Home is a relative term. If you’re in your hometown and someone asks where you live, you will perhaps give them specific directions. Say I see you at Food City in Seymour, I would tell you I live behind the high school. If I’m in Knoxville, home is Seymour. If I’m in Atlanta, home is Knoxville. If I’m in Asheville, or Savannah, or Charleston, I might care to explain I’m from a small town near Dollywood. People from away are always fascinated that I’m from the same county as Dolly Parton. If I’m on the West Coast, home is simply “Tennessee”. 

If I were to travel to Ireland, “home” would be the United States. I’m arrogant, but not so much that I would expect them to point out the South on a map of the world. And if aliens abduct me, planet Earth would be close enough for me.

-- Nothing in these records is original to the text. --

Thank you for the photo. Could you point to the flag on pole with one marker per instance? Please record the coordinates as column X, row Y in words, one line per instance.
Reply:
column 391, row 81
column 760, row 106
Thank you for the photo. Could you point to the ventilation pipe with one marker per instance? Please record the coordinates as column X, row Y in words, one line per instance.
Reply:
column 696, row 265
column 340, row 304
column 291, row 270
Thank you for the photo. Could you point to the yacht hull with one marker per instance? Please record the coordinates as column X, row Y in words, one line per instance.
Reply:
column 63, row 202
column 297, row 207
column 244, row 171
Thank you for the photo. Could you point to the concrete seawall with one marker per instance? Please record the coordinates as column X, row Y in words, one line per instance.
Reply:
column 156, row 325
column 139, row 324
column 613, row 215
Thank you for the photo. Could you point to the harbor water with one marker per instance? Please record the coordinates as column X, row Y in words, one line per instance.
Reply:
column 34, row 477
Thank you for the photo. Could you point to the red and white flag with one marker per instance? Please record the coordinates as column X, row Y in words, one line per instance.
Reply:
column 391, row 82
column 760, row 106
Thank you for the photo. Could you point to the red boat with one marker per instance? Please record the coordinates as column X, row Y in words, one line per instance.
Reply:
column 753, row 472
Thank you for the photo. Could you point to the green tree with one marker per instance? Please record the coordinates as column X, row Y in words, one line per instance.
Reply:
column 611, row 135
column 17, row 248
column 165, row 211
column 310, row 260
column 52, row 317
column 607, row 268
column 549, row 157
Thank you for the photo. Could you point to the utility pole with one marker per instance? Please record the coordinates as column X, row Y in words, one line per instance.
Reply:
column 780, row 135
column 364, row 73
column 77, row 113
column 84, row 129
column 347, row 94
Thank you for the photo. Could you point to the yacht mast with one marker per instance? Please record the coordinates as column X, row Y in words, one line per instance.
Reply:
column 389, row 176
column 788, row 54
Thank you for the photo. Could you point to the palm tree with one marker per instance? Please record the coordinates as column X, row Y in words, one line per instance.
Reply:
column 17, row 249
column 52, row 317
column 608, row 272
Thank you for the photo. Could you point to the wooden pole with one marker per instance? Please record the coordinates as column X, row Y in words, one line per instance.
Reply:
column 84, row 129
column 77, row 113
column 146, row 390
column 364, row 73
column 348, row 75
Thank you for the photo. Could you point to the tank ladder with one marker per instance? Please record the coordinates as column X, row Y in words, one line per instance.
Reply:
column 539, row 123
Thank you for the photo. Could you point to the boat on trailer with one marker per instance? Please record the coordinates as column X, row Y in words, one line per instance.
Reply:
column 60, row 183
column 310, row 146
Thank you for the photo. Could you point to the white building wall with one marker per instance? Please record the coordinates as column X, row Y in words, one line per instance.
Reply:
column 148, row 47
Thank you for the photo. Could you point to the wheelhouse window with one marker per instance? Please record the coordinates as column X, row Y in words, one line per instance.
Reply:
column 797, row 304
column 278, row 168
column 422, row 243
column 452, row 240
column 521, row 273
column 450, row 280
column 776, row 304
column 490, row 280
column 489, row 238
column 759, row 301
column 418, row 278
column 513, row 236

So if you move away from where you’re born, but leave behind your family to cleave to your beloved, of perhaps to just a new life, then you hopefully have two homes. Hence the phrase, “Going home for Christmas,” the same as going home after a long day at the office. Home is where the heart is. For years, home was where my horse was, because my heart was my horse. I’ve been home with Johnny before and he has lost me and texted or called, asking where I am. I’ll answer “the bottom garden” or “the laundry room” or “the mailbox”. To pinpoint where exactly in our small corner of the world.

Whenever home is to you, I hope this Sunday finds you well and rested. We are home, with our books, football on TV & biscuits on the stove. My heart is snoring on the couch. 

Reading All the Light We Cannot See has got me feeling melancholy.